Zumbalamambo commented 7 years ago

You are my inspiration!... I have been only dreaming about image processing until I came across your code...Im grateful for your patience in helping me to learn...

You have made me to understand it as easy as 123 . I read it. It is like a alien language with lots of expressions. Is there any opensource library to implement this ? this sounds really cool...

Zumbalamambo commented 7 years ago

Oops... sorry... Just wanted to check what Close and comment button does in github...
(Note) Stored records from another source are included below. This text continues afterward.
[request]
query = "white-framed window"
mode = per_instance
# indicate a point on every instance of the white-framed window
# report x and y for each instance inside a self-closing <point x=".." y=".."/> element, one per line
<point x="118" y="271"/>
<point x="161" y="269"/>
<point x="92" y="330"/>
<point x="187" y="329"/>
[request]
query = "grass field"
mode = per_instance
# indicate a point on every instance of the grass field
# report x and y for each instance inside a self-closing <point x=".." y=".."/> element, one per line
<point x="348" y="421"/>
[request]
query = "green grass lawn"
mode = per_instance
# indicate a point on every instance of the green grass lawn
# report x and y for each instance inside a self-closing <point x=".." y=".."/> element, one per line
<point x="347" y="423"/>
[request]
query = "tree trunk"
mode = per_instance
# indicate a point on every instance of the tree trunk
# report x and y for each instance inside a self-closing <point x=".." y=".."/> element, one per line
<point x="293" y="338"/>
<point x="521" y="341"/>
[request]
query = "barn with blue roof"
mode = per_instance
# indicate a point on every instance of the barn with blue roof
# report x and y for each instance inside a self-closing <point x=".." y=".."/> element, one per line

Zumbalamambo commented 7 years ago

I tried to get the confidence score while trying to predict through Tensorflow using KNN

Following is my code,

 private synchronized double getConfidenceScore(Mat featureVectorToRecognize, Mat defaultFeature) {

        double dotProduct                   = defaultFeature.dot(featureVectorToRecognize);
        double normFeatureVector            = Core.norm(defaultFeature, Core.NORM_L2);
        double normFeatureVectorToRecognize = Core.norm(featureVectorToRecognize, Core.NORM_L2);
        double cosineSimilarity             = dotProduct / (normFeatureVector * normFeatureVectorToRecognize);
        double absoluteCosineSimilarity     = Math.abs(cosineSimilarity);
        Log.i(getClass().getName(), "Absolute cosine similarity : " + absoluteCosineSimilarity);
        return absoluteCosineSimilarity;
    }

I have called it by following way,

   public String recognize(Mat img, String expectedLabel) {
        Mat   result = new Mat();
        float nearest;
        img = getFeatureVector(img);
        addImage(img, expectedLabel, true);
        nearest = knn.findNearest(img, k, result);
        getConfidenceScore(result, img);
        return labelMap.getKey((int) nearest);
    }

This throws the following error :(

CvException [org.opencv.core.CvException: cv::Exception: /build/master_pack-android/opencv/modules/core/src/matmul.cpp:3402: error: (-215) mat.type() == type() && mat.size == size && func != 0 in function double cv::Mat::dot(cv::InputArray) const
                                                   ]
Zumbalamambo commented 7 years ago

Can you please help me to find the confidence score using tensorflow knn.. It is crashing even after lots of tries :(

sladomic commented 7 years ago

I was trying to implement it but then I had no time and I read through some literature. Usually KNN and SVM don't provide any probability because they are discrete classifiers and not regression algorithms. But a workaround to get at least a hint in the confidence is to use the cosine similarity. But this is used on the raw feature vectors and not on the output of SVM or KNN. If you want to implement it, you need to calculate the meanFeatureVector the recognized person/label as done in the function trainClassifier here https://github.com/literacyapp-org/literacyapp-android/blob/master/app/src/main/java/org/literacyapp/authentication/thread/TrainingThread.java and then calculate the cosine similarity between the image/featureVector vs. the meanFeatureVector.

So

  1. You get the label by using KNN or SVM
  2. You calculate the meanFeatureVector for this label using the featureVectors of this label of the trainingList
  3. You calculate the cosine similarity between the input image/featureVector and the meanFeatureVector

Please note that this is only a workaround and doesn't fully represent the confidence of KNN or SVM.

Zumbalamambo commented 7 years ago

okay thank you... waiting to learn cnn based face detection.. :)

ShahBhavya101094 commented 5 years ago

Hey! Are you try to Achieving Face Identification approach for Unknown face ?

Is it possible to detect face based on eye blink feature.